# Leaving hobby sale - Apex Jr, Eheim, ro-di unit, Custom Tank/Stand



## josephn (Mar 7, 2012)

I'm getting out of the hobby and would like to sell everything all at once. I have no idea how to move a stocked tank so any suggestions would be welcome.

I'm asking for $450 total. I'm located in Dallas near Southwestern (35/Inwood)

Main ticket items:


Custom built tank (33 or so gallons) w/diy stand ($150)
BRS 5 Plus RO/DI unit ($250)
Apex JR Aquacontroller ($229)
Eheim 2215 ($135)
AQUATEK CO2 Regulator ($80)
Tunze Automatic Top off Nano Osmolator ($100)
10LB CO2 Tank
10-15 Lbs of seiryu stones ($50)
PAR meter ($50)
Finnex Fugeray LED 30' ($100)
Finnex Fugeray LED 36' ($115)
I used 4 bags of amazonia aquasoil (~$120)

Live stock:


3 panda shrimp ($20 each)
3-4 kuhli loaches
1 rabbit snail ($20 each)
unknown amount of cherry/fire red shrimp -- maybe around 50?
hand full of assassin snails

*The bad:* With the lack of time/attention I have, I do not have the time to upkeep this tank. I'm starting to see some white fuzz algae (likely due to lack of water changes). I also have a small colony of pest snails. Not as bad since I've added the assassins but still there.

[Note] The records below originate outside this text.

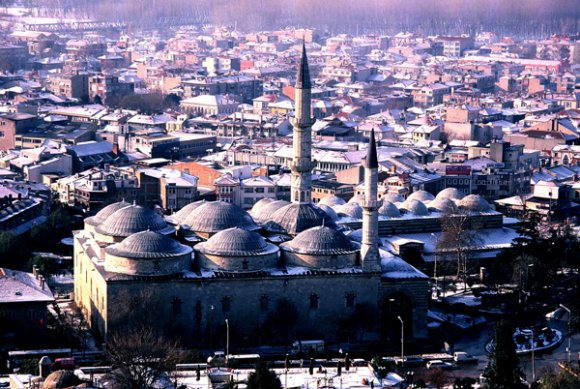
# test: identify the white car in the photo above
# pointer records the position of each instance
(439, 364)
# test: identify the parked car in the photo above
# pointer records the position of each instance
(463, 357)
(439, 364)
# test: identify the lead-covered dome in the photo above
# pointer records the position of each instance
(449, 193)
(132, 219)
(216, 216)
(104, 213)
(421, 195)
(332, 201)
(295, 218)
(474, 203)
(389, 209)
(415, 207)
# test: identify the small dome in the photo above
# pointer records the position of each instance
(61, 379)
(389, 209)
(450, 193)
(146, 245)
(216, 216)
(393, 198)
(104, 213)
(351, 210)
(358, 199)
(184, 212)
(295, 218)
(329, 211)
(321, 240)
(132, 219)
(415, 207)
(421, 195)
(236, 242)
(474, 203)
(444, 205)
(331, 201)
(264, 213)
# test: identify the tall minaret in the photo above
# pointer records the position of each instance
(302, 141)
(371, 260)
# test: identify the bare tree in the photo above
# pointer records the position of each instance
(141, 358)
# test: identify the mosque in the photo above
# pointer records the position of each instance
(281, 272)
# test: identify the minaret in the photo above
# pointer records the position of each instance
(302, 140)
(371, 260)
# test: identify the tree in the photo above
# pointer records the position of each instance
(263, 378)
(140, 358)
(503, 371)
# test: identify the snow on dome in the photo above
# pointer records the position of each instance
(474, 203)
(329, 211)
(416, 207)
(444, 205)
(389, 209)
(236, 242)
(421, 195)
(132, 219)
(320, 240)
(449, 193)
(353, 210)
(332, 201)
(215, 216)
(358, 199)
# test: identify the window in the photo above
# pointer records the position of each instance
(226, 304)
(314, 301)
(176, 306)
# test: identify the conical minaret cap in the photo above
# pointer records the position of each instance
(303, 76)
(371, 160)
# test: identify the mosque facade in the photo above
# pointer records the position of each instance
(281, 272)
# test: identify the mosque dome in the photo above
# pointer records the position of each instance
(358, 199)
(215, 216)
(389, 209)
(180, 216)
(421, 195)
(450, 193)
(104, 213)
(132, 219)
(320, 240)
(331, 201)
(329, 211)
(474, 203)
(393, 198)
(415, 207)
(295, 218)
(265, 212)
(445, 205)
(353, 210)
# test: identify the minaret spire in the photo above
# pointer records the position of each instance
(371, 259)
(302, 165)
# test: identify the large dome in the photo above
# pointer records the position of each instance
(321, 240)
(236, 242)
(389, 209)
(444, 205)
(265, 212)
(104, 213)
(421, 195)
(474, 203)
(331, 201)
(415, 207)
(132, 219)
(216, 216)
(353, 210)
(180, 216)
(148, 245)
(450, 193)
(295, 218)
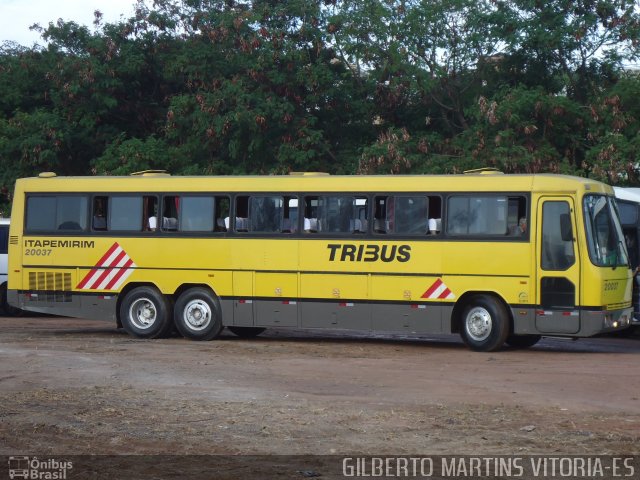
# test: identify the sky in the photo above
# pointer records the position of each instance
(16, 16)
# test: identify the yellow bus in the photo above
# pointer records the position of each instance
(496, 258)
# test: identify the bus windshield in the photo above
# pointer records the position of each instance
(604, 234)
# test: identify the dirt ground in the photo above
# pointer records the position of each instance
(74, 387)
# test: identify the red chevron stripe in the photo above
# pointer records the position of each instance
(117, 276)
(107, 270)
(432, 289)
(104, 258)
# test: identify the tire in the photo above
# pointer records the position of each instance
(246, 332)
(197, 314)
(523, 341)
(145, 313)
(485, 324)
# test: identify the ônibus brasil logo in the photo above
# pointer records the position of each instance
(34, 468)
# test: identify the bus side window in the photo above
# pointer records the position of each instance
(380, 224)
(196, 213)
(435, 215)
(342, 214)
(99, 221)
(310, 222)
(242, 215)
(170, 209)
(149, 213)
(266, 214)
(223, 205)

I also have a buttload of odds and ends I'm just going to throw in as well. Filters, ferts, way too much stuff to list.

These are the most current pictures -- I did a huge trim. There's also an album here that has current and past pictures:


http://imgur.com/4eVxy


I honestly couldn't tell you any more what plants these are but you experts should be able to tell.

Also here's a video of everyone playing nicely together:


----------



## josephn (Mar 7, 2012)

pending..


----------



## fishyjoe24 (May 18, 2010)

if you part out I would like to know the price for the ada soil,c02 set up, and par meter thanks.


----------



## redthumb (Apr 17, 2014)

I'm interested in the lighting


----------